Binanın “İstanbul Devlet Konservatuvarı”na ait olmaması gerekçe gösterilerek tahsis işleminin devam edip etmemesi, “TBMM Başkanlık Divanı” izniyle olacağı, “TBMM Milli Saraylar Daire Başkanlığı” tarafından gönderilen yazıda çok açık bir şekilde belirtilmiştir. Açılan bazı davaların sonuçsuz kalması da “İstanbul Devlet Konservatuvarı” için, binanın asıl sahibi olmaması nedeniyle, kendisinden istendiği zaman binadan çıkması koşulunun bulunmasıdır. Ayrıca “Devlet Konservatuvarı Binası”nın artık “Cumhurbaşkanlığı Çalışma Ofisi” olarak kullanılmasının söz konusu olduğu da bilinmektedir.
İstanbul başta olmak üzere Türkiye’de bulunan tüm saraylar, hamamlar “Cumhurbaşkanlığı” makamına sunulmuşken 32 yıldır “Baltacılar Dairesi”nde eğitimini sürdüren, sanat yuvası bir okulun orada bulunmasının nasıl bir sakıncası olur sorusu kamuoyunun vicdanında sorulmakta, büyük tepkilere neden olmaktadır.
“Cumhurbaşkanlığı Çalışma Ofisi” için başka yerler kolayca bulunabilecek iken, özel koşullar gerektiren bir konservatuvar için bu söz konusu değildir. Konservatuvara özgü özel koşulların karşılanabildiği bir binanın bulunamaması durumunda da, herhangi bir yere taşınması da söz konusu olmayacaktır. Bu konuda Türkiye’de konservatuvar eğitimi almış tüm sanatçı dostlarımız, öğrencilerimiz ve aileleri, tüm halkımız kararlı duruşunu değiştirmeyecek, sanatçılarımızın haklarını hep birlikte savunacağız.
“MSGÜ Devlet Konservatuvarı”nın kendi binası olmadığı için, yani tahsisli bina olduğu için yerleşkeden çıkarılabileceği söylenirken, o zaman “Hacettepe Üniversitesi Ankara Devlet Konservatuvarı”nı Ankara-Cebeci’de bulunan kendi binasından neden çıkarılıp “Mamak Belediyesi”ne tahsis edildi?
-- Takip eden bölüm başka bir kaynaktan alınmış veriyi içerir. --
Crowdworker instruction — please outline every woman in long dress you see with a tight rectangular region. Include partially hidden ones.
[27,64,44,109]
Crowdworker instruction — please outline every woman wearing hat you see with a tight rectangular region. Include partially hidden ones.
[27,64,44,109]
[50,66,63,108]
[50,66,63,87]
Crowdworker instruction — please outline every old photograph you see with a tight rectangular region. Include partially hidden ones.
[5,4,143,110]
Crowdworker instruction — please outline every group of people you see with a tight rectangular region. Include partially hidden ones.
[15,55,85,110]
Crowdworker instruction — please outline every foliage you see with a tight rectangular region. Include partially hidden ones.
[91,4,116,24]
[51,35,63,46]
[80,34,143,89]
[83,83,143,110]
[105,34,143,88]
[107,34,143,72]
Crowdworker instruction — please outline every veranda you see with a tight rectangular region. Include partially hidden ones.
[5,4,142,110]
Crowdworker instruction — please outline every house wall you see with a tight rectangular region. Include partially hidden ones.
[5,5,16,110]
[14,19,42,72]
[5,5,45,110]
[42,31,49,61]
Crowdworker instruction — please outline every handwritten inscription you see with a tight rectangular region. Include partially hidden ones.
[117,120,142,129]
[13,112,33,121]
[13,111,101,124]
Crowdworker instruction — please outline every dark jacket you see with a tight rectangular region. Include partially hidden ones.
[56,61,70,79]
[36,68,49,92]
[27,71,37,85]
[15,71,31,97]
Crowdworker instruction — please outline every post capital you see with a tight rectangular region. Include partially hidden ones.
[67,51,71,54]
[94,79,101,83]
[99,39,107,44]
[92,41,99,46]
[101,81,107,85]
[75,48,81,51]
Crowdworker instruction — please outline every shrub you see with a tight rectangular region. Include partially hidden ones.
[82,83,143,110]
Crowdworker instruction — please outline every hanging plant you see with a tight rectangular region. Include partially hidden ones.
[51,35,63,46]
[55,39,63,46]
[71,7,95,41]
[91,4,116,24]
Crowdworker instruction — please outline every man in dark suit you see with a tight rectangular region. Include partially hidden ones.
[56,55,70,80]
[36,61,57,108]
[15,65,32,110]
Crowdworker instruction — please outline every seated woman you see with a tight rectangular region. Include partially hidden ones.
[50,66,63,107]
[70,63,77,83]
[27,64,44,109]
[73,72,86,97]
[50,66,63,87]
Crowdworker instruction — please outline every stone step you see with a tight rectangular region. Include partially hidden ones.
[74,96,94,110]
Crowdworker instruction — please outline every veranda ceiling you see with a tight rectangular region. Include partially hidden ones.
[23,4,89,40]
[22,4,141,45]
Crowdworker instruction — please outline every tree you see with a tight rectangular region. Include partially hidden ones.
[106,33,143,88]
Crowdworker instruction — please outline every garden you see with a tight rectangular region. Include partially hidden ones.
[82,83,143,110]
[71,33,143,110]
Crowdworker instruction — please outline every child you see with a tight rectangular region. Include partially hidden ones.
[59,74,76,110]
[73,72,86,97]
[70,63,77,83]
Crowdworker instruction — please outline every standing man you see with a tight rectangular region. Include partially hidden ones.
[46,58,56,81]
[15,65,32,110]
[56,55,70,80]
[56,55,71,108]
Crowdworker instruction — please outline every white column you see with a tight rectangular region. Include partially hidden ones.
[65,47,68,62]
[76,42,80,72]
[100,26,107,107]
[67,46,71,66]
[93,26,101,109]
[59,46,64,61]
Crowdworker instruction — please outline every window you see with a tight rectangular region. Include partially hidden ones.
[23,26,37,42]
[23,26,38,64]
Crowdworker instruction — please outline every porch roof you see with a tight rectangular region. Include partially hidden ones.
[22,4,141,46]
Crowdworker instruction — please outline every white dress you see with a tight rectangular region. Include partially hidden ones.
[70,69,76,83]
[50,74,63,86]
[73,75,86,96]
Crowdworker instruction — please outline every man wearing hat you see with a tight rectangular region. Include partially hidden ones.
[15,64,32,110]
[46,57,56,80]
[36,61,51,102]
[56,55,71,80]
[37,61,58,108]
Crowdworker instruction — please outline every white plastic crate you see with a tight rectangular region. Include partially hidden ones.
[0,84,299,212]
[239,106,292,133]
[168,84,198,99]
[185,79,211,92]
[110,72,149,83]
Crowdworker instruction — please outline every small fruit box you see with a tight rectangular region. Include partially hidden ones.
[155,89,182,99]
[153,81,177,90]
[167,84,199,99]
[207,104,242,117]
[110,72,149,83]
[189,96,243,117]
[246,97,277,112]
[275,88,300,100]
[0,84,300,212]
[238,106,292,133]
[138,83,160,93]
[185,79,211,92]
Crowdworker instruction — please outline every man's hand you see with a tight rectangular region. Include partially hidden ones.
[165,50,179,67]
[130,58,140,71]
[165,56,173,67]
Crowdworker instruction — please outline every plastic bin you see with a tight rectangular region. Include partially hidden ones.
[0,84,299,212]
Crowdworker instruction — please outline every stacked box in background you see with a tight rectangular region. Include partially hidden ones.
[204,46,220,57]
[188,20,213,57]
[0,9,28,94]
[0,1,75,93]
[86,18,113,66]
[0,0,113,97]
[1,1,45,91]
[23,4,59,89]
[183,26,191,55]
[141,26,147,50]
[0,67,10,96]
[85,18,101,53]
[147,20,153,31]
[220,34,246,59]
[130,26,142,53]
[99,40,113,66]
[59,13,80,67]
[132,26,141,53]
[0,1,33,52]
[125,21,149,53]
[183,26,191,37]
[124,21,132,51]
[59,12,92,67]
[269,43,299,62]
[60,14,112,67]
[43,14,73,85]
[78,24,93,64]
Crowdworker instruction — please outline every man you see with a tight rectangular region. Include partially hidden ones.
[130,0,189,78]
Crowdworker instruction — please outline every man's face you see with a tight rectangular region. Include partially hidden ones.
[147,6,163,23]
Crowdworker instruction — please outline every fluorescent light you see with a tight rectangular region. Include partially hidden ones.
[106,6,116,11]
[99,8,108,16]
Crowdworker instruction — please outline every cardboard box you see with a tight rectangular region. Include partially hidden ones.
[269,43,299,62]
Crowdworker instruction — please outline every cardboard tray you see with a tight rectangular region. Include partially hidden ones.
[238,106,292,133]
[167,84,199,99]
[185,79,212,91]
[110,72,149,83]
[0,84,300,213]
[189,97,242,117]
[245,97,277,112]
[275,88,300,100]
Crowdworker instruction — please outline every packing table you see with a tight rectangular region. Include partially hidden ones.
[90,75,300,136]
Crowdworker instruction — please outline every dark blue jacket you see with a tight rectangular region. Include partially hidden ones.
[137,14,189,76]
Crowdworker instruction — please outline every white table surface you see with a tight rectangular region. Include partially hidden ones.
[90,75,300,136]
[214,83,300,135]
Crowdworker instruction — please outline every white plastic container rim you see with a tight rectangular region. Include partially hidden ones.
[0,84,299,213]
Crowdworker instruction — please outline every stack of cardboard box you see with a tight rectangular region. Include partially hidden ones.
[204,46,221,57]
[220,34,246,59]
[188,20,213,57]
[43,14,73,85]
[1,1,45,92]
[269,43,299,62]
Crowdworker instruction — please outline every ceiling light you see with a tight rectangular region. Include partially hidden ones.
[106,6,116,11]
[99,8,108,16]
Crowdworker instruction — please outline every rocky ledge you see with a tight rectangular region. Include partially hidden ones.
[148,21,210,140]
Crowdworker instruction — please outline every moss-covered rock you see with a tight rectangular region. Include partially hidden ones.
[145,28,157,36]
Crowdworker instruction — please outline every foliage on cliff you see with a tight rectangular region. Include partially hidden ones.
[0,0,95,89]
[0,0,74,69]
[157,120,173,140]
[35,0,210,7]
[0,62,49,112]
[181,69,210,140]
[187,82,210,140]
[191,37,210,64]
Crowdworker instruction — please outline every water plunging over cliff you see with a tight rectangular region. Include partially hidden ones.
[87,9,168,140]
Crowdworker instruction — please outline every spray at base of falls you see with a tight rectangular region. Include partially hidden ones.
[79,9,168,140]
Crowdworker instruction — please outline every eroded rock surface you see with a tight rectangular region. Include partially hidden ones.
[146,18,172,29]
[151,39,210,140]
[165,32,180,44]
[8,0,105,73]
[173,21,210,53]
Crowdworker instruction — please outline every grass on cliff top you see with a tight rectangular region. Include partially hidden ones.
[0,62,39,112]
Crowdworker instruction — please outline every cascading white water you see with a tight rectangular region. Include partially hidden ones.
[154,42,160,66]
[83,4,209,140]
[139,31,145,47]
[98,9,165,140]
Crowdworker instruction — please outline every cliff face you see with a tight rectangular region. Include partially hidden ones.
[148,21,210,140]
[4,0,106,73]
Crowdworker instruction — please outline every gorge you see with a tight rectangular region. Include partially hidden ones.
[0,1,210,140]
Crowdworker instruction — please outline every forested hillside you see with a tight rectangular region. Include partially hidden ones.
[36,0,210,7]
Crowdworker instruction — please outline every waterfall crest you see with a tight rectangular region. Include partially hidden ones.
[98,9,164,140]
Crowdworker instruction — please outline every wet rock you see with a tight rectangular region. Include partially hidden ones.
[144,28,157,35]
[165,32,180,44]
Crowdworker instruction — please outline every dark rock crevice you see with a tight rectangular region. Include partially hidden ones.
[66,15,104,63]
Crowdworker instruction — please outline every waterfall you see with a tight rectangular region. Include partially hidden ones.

Genç Cumhuriyetin Başarısı
1927-1929 yılları arasında Atatürk’ün emri ile, İsviçreli mimar Ernst Egli tarafından, cumhuriyet tarihimizin en önemli mimari ve tarihi eserlerinden olan “Ankara Devlet Konservatuvarı Binası” yapılmıştır. İlk önce 1924 yılında “Musiki Muallim Mektebi” olarak kurulan okul, Ankara’nın Cebeci semtinde bulunan Şakir Ağa isimli bir vatandaşa ait üç kerpiç evden oluşan oteli geçici bir süre kullanmış, artan ihtiyaçlar da göz önüne alınarak daha sonra bu evler yıkılmış, yerine Ernst Egli tarafından projesi oluşturulan yeni bina inşa edilmiştir. 1929 yılında inşası tamamlanan yeni binada dersliklerin yanı sıra bir konser salonu ve fuayesi, yemekhane, yurt ve çalışma odaları, ek binaları ile genç “Türkiye Cumhuriyeti”nin sanatta başlattığı devrimde kararlı ilerleyişi herkese örnek olmuştur. 1936 yılında “Ankara Devlet Konservatuvarı”na dönüştürülen okul, dünyanın en önemli sanatçılarının da katkılarıyla müzik ve sahne sanatlarında, “Cumhuriyet Devrimi”nin en önemli öncü kurumlarından biri olmuştur.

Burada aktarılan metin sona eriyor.